WHO ARE THE BIGGEST PLAYERS?

Naturally, Prayuth is the big name going into Sunday’s electoral battle. On the opposing side, spearheading Pheu Thai, is long-time Shinawatra loyalist Sudarat Keyuraphan. The 57-year-old is no puppet however, having carved out a loyal personal following because of her reputation as a political street fighter. She emerged as top dog in her party after Yingluck fled the country in 2017 to escape criminal charges she said were trumped up. Another heavyweight in Pheu Thai is former Transport Minister Chadchart Sittipunt, viewed by some as a better prime ministerial candidate than Sudarat. Outside the Pheu Thai circle, Prayuth is up against the star power of Thanathorn, whose rallies have attracted thousands enamoured by his oratory skill and promise of a new politics bereft of the Shinawatra-military rivalry.

Elsewhere, Abhisit Vejjajiva, leader of the pro-establishment Democrat Party, has raised eyebrows after he said he was opposed to Prayuth staying on as prime minister. Abhisit himself was prime minister of a minority government from 2008 to 2011 with the support of the royalist-establishment, and his party has long viewed the Shinawatras as foes – leading observers to believe he will cooperate with the junta leader after the election even though at the moment he insists otherwise.

A supporter of the Pheu Thai Party wears a T-shirt showing images of the of ex-prime ministers Thaksin and Yingluck Shinawatra. Photo: EPA

Thaksin, now the country’s number one political outcast, is not a direct player in the vote, but his presence will loom large on Sunday. He is a fugitive and has been in self-exile since 2008. Pheu Thai’s stalwarts continue to refer to him as “boss” and several of them are making a whistle stop trip to Hong Kong for the wedding of the politician’s youngest daughter Paetongtarn “Ing” Shinawatra on Friday. Thaksin has kept his thoughts on the polls to himself. When he spoke to international media last year about Pheu Thai’s prospects, Prayuth’s junta issued veiled threats that it would investigate the party for being influenced by “outsiders”.

WHAT HAPPENS NEXT?

Pre-election polls have thrown up a spectrum of post-election scenarios. Siripan Nogsuan Sawasdee of Chulalongkorn University, offers this prediction: 200 seats to Pheu Thai, 100 seats to Abhisit’s Democrats, 70 to Palang Pracharat, 50 to Thanathorn’s Future Forward Party, with other parties capturing the rest of the 500 parliamentary seats. Thitinan Pongsudhirak, the Thai political commentator most known outside of his country, said in a commentary on Wednesday that

the “most probable scenario” post-election would be a “junta-backed and Senate-supported coalition government, most likely under Prayuth, with most parties included, except the anti-junta groups”.

“But because it is unlikely to command a sufficient number of MPs for stable rule, parliamentary deadlock will ensue in the lower house, with all roads leading to another constitutional crisis in the coming months,” he added.

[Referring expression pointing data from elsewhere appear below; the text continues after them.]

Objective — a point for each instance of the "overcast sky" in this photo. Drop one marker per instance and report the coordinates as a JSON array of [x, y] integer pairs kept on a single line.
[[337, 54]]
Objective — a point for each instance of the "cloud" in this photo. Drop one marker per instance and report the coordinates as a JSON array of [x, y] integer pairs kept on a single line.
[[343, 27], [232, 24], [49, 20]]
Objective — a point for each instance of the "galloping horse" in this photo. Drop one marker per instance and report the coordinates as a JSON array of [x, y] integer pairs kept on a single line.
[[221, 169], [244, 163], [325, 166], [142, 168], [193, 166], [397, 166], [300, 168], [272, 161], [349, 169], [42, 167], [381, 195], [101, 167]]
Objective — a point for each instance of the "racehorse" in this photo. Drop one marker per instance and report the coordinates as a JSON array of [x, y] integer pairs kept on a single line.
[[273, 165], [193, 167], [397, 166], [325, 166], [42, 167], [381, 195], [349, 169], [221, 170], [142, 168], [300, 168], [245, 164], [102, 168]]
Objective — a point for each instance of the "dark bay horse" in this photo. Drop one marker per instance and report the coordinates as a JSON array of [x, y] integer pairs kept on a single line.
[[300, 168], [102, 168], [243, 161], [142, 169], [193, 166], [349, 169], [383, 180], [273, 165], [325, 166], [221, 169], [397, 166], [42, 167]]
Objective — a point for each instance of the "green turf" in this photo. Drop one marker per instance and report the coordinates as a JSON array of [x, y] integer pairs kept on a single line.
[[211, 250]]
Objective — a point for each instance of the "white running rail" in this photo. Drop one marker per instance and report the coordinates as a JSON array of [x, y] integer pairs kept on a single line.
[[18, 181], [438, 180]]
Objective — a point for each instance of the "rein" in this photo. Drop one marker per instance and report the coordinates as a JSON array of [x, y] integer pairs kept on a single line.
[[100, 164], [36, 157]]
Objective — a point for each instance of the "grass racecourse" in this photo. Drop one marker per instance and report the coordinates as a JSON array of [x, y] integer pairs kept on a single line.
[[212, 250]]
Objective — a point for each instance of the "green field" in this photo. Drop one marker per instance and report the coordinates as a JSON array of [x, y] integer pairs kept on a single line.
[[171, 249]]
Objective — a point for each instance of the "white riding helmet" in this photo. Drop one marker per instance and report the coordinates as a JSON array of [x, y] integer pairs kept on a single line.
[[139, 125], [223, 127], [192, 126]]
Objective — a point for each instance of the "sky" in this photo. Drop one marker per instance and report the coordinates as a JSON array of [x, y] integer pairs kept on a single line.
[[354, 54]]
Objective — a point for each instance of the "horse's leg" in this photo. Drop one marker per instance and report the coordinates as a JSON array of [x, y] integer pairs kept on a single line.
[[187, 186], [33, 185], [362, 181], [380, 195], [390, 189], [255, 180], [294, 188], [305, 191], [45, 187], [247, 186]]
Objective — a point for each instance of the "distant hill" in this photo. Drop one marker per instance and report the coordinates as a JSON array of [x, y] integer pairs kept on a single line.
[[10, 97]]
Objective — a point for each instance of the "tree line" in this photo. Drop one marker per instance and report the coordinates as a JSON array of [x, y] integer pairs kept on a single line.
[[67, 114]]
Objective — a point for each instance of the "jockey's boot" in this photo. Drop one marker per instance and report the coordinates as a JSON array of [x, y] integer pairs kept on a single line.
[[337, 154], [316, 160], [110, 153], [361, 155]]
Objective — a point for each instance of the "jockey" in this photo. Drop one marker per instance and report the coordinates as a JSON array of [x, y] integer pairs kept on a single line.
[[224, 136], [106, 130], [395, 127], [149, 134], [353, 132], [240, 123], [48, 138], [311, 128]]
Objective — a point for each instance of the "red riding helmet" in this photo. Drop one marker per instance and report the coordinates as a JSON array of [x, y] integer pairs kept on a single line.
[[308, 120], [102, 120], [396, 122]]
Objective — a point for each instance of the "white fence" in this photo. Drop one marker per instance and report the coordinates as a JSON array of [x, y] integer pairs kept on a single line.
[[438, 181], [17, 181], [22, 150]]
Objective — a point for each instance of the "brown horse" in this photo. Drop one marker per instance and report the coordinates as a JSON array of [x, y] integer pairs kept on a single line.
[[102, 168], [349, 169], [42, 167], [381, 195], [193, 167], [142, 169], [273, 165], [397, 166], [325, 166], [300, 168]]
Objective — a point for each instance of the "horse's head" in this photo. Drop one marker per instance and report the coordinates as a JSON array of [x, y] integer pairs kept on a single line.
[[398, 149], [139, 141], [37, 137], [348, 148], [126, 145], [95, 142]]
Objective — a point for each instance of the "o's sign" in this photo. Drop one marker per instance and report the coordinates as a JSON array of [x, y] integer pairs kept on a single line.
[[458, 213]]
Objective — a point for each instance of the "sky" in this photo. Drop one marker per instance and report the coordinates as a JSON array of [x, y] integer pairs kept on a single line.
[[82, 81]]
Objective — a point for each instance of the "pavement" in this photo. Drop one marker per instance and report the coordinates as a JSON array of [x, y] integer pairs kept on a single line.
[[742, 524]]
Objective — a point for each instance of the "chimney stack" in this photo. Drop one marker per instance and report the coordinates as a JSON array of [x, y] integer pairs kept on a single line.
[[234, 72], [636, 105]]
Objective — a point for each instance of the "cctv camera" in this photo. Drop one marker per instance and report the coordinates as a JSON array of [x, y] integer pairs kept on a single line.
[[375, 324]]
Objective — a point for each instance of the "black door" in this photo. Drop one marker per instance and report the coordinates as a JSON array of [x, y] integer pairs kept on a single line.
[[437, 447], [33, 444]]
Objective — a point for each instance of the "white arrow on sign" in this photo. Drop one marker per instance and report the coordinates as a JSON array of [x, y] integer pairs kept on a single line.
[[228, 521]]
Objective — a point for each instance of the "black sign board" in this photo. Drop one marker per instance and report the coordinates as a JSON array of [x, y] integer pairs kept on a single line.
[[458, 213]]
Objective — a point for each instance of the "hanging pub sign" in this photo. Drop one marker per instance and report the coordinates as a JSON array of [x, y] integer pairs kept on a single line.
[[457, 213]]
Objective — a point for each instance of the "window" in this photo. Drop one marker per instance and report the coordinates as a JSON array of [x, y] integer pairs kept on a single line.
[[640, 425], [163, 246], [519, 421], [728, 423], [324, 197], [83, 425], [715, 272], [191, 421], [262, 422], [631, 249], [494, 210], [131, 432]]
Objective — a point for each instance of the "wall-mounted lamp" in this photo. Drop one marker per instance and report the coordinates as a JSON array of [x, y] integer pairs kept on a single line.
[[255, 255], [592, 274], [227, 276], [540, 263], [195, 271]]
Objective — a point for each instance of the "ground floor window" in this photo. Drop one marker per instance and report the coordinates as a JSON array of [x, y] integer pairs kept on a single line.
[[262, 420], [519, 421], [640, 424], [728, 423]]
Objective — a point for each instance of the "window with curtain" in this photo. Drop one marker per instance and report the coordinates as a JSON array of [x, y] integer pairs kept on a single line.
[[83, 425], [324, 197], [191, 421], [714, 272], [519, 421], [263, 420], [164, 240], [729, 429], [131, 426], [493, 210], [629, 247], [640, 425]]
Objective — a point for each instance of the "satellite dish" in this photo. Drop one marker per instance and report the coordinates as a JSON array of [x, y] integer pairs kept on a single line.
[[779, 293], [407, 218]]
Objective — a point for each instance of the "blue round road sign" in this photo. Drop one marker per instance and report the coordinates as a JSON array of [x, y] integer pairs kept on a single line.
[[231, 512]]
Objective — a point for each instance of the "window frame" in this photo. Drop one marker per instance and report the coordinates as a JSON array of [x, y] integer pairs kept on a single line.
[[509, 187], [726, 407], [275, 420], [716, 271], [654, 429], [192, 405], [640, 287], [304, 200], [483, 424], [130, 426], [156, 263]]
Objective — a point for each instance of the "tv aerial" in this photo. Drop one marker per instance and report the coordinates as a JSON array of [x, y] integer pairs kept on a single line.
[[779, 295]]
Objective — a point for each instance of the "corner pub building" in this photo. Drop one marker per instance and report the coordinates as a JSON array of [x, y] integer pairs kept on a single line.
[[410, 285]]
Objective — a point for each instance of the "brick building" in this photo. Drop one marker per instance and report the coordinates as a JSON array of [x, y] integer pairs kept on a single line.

Voting booths will open at 8am on Sunday and close at 5pm. The Election Commission has said 95 per cent of the votes should have been counted by 8pm. However, results will not be formally endorsed by the commission until later. Prayuth’s junta will remain in place until after the coronation ceremony of King Maha Vajiralongkorn scheduled for May 4-6. The poll results will be formalised after that.

Some observers say Prayuth may use special powers granted to him as junta chief to prolong his tenure as prime minister if the poll results do not go in his favour. Another possibility is a fresh coup by the increasingly assertive army chief Apirat Kongsompong.